GrGLSLGeometryProcessor::setupPosition generates different code based on these
flags, and other GenKey implementations I've looked at seem to be checking (at
least perspective) themselves, presumably for the same reason I am. I'm happy to
handle this better, but I don't know of a way to do it without significant
refactoring (which seems like it should be a separate change).

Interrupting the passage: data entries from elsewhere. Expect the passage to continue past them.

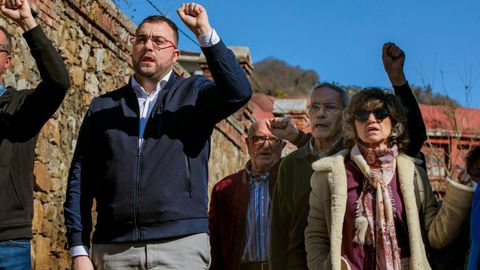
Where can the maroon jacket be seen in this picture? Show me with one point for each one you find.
(227, 215)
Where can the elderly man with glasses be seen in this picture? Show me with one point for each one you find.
(22, 115)
(290, 205)
(143, 150)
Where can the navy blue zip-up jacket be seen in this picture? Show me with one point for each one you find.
(157, 191)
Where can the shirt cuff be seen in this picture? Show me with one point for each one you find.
(78, 251)
(208, 39)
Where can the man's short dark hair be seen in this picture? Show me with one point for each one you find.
(158, 19)
(336, 88)
(8, 39)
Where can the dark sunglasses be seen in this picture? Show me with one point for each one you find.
(379, 114)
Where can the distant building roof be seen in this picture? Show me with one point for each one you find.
(448, 119)
(262, 105)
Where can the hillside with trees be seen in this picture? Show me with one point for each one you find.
(277, 78)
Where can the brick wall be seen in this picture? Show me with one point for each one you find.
(92, 37)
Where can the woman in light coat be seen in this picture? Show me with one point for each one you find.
(371, 206)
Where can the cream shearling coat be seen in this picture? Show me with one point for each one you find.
(425, 222)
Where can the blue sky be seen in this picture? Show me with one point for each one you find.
(342, 39)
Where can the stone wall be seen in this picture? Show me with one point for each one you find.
(92, 37)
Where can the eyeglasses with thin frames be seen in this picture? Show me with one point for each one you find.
(379, 114)
(158, 42)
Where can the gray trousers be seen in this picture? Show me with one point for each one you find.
(190, 252)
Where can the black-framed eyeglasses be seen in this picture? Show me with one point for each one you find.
(4, 48)
(259, 141)
(379, 114)
(474, 173)
(327, 107)
(158, 42)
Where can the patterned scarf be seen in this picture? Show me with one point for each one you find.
(378, 229)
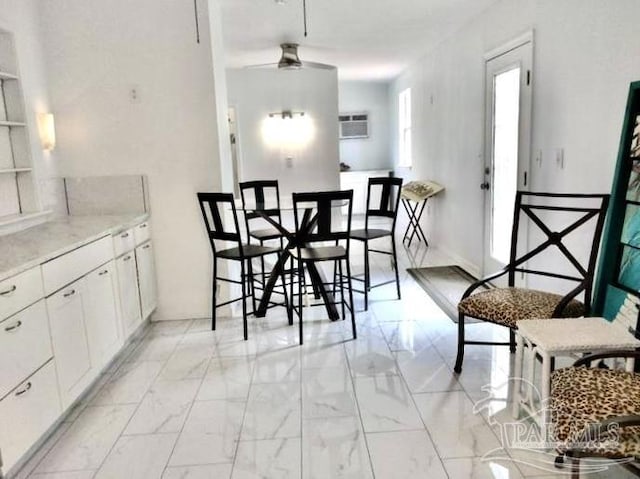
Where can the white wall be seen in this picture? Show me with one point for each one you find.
(96, 52)
(257, 92)
(371, 153)
(585, 55)
(20, 17)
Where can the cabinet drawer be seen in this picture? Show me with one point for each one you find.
(24, 345)
(27, 412)
(71, 266)
(142, 232)
(123, 242)
(20, 291)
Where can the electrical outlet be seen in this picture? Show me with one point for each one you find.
(134, 94)
(560, 158)
(538, 158)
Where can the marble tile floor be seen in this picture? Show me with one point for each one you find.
(185, 402)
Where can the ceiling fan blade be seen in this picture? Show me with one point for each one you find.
(319, 66)
(262, 65)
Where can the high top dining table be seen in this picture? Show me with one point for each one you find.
(294, 239)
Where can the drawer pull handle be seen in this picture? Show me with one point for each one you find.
(8, 291)
(24, 389)
(13, 327)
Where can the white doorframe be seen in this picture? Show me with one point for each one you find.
(515, 54)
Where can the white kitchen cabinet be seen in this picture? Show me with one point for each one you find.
(20, 291)
(27, 412)
(101, 315)
(146, 278)
(61, 323)
(69, 338)
(129, 293)
(25, 345)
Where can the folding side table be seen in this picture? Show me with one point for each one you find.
(550, 338)
(414, 197)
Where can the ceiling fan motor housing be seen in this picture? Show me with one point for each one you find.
(289, 57)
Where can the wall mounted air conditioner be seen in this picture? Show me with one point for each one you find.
(354, 125)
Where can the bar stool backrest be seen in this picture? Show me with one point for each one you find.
(263, 195)
(383, 198)
(324, 209)
(213, 207)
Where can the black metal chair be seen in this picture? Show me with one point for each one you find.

+            key |= qp.viewMatrix().isIdentity() ? 0x2: 0x0;
+            b->add32(key);
+        }
+
+        virtual void setData(const GrGLSLProgramDataManager& pdman,
+                             const GrPrimitiveProcessor& gp) override {
+            const MSAAQuadProcessor& qp = gp.cast<MSAAQuadProcessor>();
+            if (!qp.colorIgnored()) {
+                GrGLfloat c[4];
+                GrColorToRGBAFloat(qp.color(), c);
+                pdman.set4fv(fColorUniform, 1, c);
+                fColor = qp.color();
+            }
+            if (!qp.viewMatrix().isIdentity()) {
+                float viewMatrix[3 * 3];
+                GrGLSLGetMatrix<3>(viewMatrix, qp.viewMatrix());
+                pdman.setMatrix3f(fViewMatrixUniform, viewMatrix);
+            }
+        }
+
+        void setTransformData(const GrPrimitiveProcessor& primProc,
+                              const GrGLSLProgramDataManager& pdman,
+                              int index,
+                              const SkTArray<const GrCoordTransform*, true>& transforms) override {
+            this->setTransformDataHelper<MSAAQuadProcessor>(primProc, pdman, index, transforms);
+        }
+
+    private:
+        typedef GrGLSLGeometryProcessor INHERITED;
+
+        GrColor       fColor;

[egdaniel, 2016/03/29 20:57:39]

why are you storing fColor on the GLSLProcessor?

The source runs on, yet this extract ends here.